Not feeling too bad today ta, nurses told us to have bms lastnight and this morning.we managed lastnight even though neither of us was in the mood,but dh really wasn't in the mood this morning so I am going to pounce on him before dinner time cos I want to everyting I can to make this cycle work  
I have posted on the other thread too I think 

Valerie-   welcome to ff.You are indeed in the right place-your test date is the day before me-cycle buddy  sorry to hear about your previous mc's.I really hope this is the month for you


----------



## NikiH (Jun 29, 2005)

I know what you mean, sometimes you know you need to but you just aren't in the mood at all.  Good luck with the   xxx  I have also posted to you on the other thread, aug 2ww I think


----------



## flowerpot (Jan 20, 2005)

Kelly - hope the BMS did the trick    its horrible having to do IT at set times,hopefully you can get your leg over tonight  

Valerie - hello again    You are indeed in the right place!  I think I'll be slightly behind you as my cycle length can be upto 33 days which takes me to 28th Aug. I'll know more when I've ovulated!

You ok Kerry?  We humping tonight then?    

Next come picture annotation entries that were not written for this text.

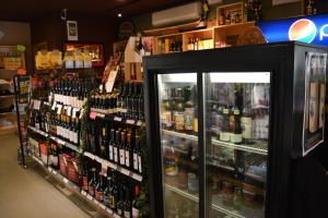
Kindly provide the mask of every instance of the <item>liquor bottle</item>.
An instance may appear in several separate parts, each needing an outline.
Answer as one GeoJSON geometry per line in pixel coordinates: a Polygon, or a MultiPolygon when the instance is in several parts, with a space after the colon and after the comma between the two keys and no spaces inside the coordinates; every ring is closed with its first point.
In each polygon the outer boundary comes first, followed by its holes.
{"type": "Polygon", "coordinates": [[[243,129],[243,143],[251,144],[253,140],[253,121],[251,121],[251,109],[249,107],[245,107],[243,110],[242,117],[242,129],[243,129]]]}
{"type": "Polygon", "coordinates": [[[113,144],[113,155],[114,155],[114,162],[119,164],[119,144],[120,144],[120,133],[117,130],[115,136],[115,144],[113,144]]]}
{"type": "Polygon", "coordinates": [[[109,161],[114,161],[114,144],[115,144],[115,130],[110,130],[110,140],[108,144],[108,155],[109,161]]]}
{"type": "Polygon", "coordinates": [[[82,168],[82,190],[87,192],[89,187],[89,161],[85,159],[83,161],[83,168],[82,168]]]}
{"type": "Polygon", "coordinates": [[[177,132],[185,131],[185,101],[184,101],[184,89],[177,88],[177,96],[175,98],[175,108],[173,112],[174,117],[174,130],[177,132]]]}
{"type": "Polygon", "coordinates": [[[115,172],[112,172],[112,185],[109,189],[109,208],[117,209],[118,186],[115,172]]]}
{"type": "Polygon", "coordinates": [[[110,173],[108,173],[109,177],[107,177],[107,185],[106,185],[106,189],[104,190],[104,202],[103,204],[106,206],[106,207],[109,207],[109,197],[110,197],[110,186],[112,186],[112,178],[110,178],[110,173]]]}
{"type": "Polygon", "coordinates": [[[121,217],[124,217],[124,195],[125,195],[125,187],[124,187],[124,184],[121,184],[121,189],[119,189],[119,198],[118,198],[118,202],[117,202],[117,205],[116,205],[116,208],[117,208],[117,214],[121,217]]]}
{"type": "Polygon", "coordinates": [[[98,202],[104,201],[104,180],[103,179],[104,179],[104,177],[102,174],[99,174],[99,180],[95,187],[95,198],[98,202]]]}
{"type": "Polygon", "coordinates": [[[124,131],[121,131],[121,133],[120,133],[119,164],[121,166],[126,165],[126,133],[124,131]]]}
{"type": "Polygon", "coordinates": [[[126,157],[126,167],[129,169],[131,167],[131,158],[132,158],[132,142],[131,142],[131,133],[127,134],[127,143],[125,146],[125,157],[126,157]]]}
{"type": "Polygon", "coordinates": [[[96,169],[92,168],[91,171],[92,171],[92,179],[89,182],[89,194],[94,197],[95,187],[96,187],[96,184],[97,184],[96,169]]]}
{"type": "MultiPolygon", "coordinates": [[[[139,135],[136,134],[136,145],[133,147],[133,170],[136,172],[139,172],[139,161],[138,161],[138,156],[139,156],[139,150],[140,150],[140,147],[139,147],[139,135]]],[[[141,159],[140,159],[141,160],[141,159]]],[[[141,165],[141,162],[140,162],[141,165]]]]}
{"type": "Polygon", "coordinates": [[[101,157],[107,159],[107,136],[106,136],[106,128],[102,126],[102,134],[99,138],[99,148],[101,148],[101,157]]]}
{"type": "Polygon", "coordinates": [[[234,129],[233,132],[231,132],[231,142],[234,144],[242,144],[243,142],[243,129],[241,123],[241,110],[237,108],[237,106],[233,109],[233,117],[234,117],[234,129]]]}
{"type": "Polygon", "coordinates": [[[140,204],[139,204],[140,186],[134,187],[134,198],[132,201],[132,218],[139,218],[140,216],[140,204]]]}
{"type": "Polygon", "coordinates": [[[139,83],[139,92],[138,92],[138,119],[144,120],[144,100],[143,100],[143,85],[139,83]]]}
{"type": "Polygon", "coordinates": [[[222,111],[222,126],[221,126],[221,133],[220,133],[220,141],[222,142],[230,142],[230,110],[229,107],[223,108],[222,111]]]}
{"type": "Polygon", "coordinates": [[[185,89],[185,131],[188,134],[194,134],[194,122],[195,122],[195,92],[196,86],[194,87],[186,87],[185,89]]]}
{"type": "Polygon", "coordinates": [[[131,190],[128,185],[126,185],[126,197],[124,202],[124,211],[125,211],[125,218],[131,218],[132,217],[132,202],[131,202],[131,190]]]}

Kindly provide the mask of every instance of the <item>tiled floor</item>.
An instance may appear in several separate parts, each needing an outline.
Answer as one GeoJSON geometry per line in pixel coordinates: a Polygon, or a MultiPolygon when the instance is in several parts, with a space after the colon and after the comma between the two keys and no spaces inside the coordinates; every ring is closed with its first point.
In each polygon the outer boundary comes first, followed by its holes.
{"type": "Polygon", "coordinates": [[[17,165],[19,137],[0,135],[0,217],[90,218],[33,169],[17,165]]]}

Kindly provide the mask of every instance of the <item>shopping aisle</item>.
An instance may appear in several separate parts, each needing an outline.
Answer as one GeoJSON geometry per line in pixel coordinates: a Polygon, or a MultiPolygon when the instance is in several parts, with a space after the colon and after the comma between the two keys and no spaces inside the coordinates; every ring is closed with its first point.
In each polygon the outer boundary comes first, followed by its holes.
{"type": "Polygon", "coordinates": [[[16,161],[19,137],[0,135],[0,211],[5,218],[90,218],[33,169],[16,161]]]}

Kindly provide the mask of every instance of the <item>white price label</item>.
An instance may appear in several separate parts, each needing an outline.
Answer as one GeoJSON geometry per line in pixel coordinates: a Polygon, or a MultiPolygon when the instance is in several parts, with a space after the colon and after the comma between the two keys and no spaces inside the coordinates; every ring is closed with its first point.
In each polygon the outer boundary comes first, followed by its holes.
{"type": "Polygon", "coordinates": [[[98,113],[97,113],[97,117],[98,117],[98,118],[105,118],[105,114],[98,112],[98,113]]]}
{"type": "Polygon", "coordinates": [[[71,114],[72,114],[72,107],[71,106],[67,107],[66,114],[69,116],[69,117],[71,117],[71,114]]]}
{"type": "Polygon", "coordinates": [[[115,117],[114,120],[120,122],[120,121],[121,121],[121,118],[115,117]]]}
{"type": "Polygon", "coordinates": [[[86,198],[92,201],[93,197],[90,194],[86,194],[86,198]]]}
{"type": "Polygon", "coordinates": [[[52,107],[51,107],[51,110],[55,110],[55,109],[56,109],[56,106],[57,106],[57,102],[54,101],[54,105],[52,105],[52,107]]]}
{"type": "Polygon", "coordinates": [[[61,108],[62,108],[62,105],[57,105],[57,114],[61,113],[61,108]]]}
{"type": "Polygon", "coordinates": [[[62,180],[65,183],[68,183],[68,179],[66,179],[66,178],[63,178],[63,180],[62,180]]]}

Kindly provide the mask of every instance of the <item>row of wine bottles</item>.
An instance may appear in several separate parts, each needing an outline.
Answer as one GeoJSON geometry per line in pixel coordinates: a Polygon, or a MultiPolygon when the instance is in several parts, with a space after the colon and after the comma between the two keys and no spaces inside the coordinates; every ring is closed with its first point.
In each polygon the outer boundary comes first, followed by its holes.
{"type": "Polygon", "coordinates": [[[121,84],[118,93],[106,93],[105,89],[92,94],[91,108],[109,110],[122,118],[144,120],[142,83],[121,84]]]}
{"type": "Polygon", "coordinates": [[[142,173],[143,157],[138,129],[109,128],[108,124],[91,121],[85,150],[142,173]]]}
{"type": "Polygon", "coordinates": [[[56,101],[62,105],[82,108],[87,100],[87,94],[97,86],[96,82],[82,78],[60,78],[50,88],[49,102],[56,101]]]}
{"type": "Polygon", "coordinates": [[[133,185],[127,180],[128,178],[125,175],[109,170],[105,177],[96,167],[92,167],[90,170],[84,170],[82,190],[120,217],[143,217],[142,204],[139,201],[140,186],[133,185]]]}

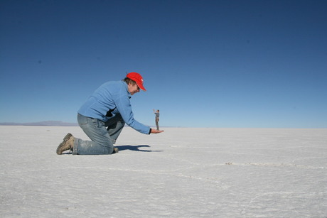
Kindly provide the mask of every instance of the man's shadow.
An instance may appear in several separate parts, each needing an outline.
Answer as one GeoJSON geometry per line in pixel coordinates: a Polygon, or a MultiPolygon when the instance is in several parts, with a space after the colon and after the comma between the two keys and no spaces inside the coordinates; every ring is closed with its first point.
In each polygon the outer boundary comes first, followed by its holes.
{"type": "Polygon", "coordinates": [[[134,151],[141,151],[141,152],[161,152],[164,151],[150,151],[150,150],[140,150],[139,148],[149,148],[149,146],[140,145],[140,146],[114,146],[118,148],[119,151],[124,150],[130,150],[134,151]]]}

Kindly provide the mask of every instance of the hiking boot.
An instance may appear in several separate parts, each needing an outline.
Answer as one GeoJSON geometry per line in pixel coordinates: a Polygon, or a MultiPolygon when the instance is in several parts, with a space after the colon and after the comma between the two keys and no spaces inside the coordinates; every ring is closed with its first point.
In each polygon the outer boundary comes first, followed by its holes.
{"type": "Polygon", "coordinates": [[[72,134],[68,133],[65,138],[63,138],[63,141],[59,146],[57,148],[57,154],[62,154],[63,152],[67,150],[73,150],[74,147],[74,141],[75,137],[73,136],[72,134]]]}
{"type": "Polygon", "coordinates": [[[118,151],[119,151],[119,150],[118,150],[117,148],[114,148],[114,151],[112,151],[112,154],[115,153],[118,153],[118,151]]]}

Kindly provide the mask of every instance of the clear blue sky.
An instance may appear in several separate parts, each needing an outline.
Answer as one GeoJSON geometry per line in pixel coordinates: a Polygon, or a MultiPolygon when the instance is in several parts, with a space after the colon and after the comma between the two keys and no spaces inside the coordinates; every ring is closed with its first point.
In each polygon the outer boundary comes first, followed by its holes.
{"type": "Polygon", "coordinates": [[[0,1],[0,122],[76,122],[138,72],[135,118],[327,128],[327,1],[0,1]]]}

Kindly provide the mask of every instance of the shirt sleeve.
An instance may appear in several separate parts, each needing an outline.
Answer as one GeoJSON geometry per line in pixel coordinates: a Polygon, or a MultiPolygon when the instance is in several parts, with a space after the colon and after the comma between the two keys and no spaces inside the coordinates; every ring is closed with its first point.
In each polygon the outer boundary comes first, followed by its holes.
{"type": "Polygon", "coordinates": [[[142,124],[134,119],[132,105],[128,95],[120,95],[116,101],[116,106],[122,119],[128,126],[144,134],[150,133],[151,129],[149,126],[142,124]]]}

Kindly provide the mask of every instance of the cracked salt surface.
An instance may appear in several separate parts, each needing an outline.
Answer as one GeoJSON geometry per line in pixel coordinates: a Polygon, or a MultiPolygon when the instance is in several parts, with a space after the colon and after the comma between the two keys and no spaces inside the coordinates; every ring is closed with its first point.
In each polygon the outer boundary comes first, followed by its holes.
{"type": "Polygon", "coordinates": [[[58,156],[79,127],[1,126],[1,217],[326,217],[327,129],[125,128],[112,156],[58,156]]]}

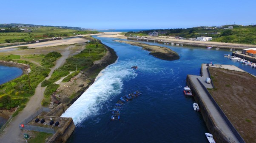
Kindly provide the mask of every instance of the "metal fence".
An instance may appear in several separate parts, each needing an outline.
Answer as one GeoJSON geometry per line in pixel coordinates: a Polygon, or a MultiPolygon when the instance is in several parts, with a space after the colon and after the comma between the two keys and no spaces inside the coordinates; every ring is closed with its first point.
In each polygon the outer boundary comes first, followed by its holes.
{"type": "Polygon", "coordinates": [[[39,110],[37,110],[35,113],[32,114],[23,122],[20,123],[19,124],[20,129],[54,134],[55,133],[55,131],[54,129],[26,125],[27,124],[30,122],[43,112],[50,112],[50,109],[46,107],[43,107],[39,109],[39,110]]]}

Hiya Niki - still on Cloud 9? you lucky thing 

OK Dre?  you ov yet?
xxxxx


----------



## scratch (Aug 5, 2004)

Thanks girlies for cheering me up. i dont feel to bad now. What would i do without you all. My boss is back laden with yummy choclolate biscuits so there is a god. ( and she is in a good mood).

Sorry for ranting I now it sounds really selfish saying i want another child when i already have one. it does make me sound a little greedy. But my little girl would love a bro or sis. She keeps saying she has a kitten in her tummy and she wants a baby too. She doesnt know we are trying.  After the first m/c we didnt tell her anyting. We explainded what was going on and then had to explain the baby had gone. That was the hardest part. Telling a 3 year old that there was no longer a baby.

Well i am going to eat all the biscuits and stop being morbid. 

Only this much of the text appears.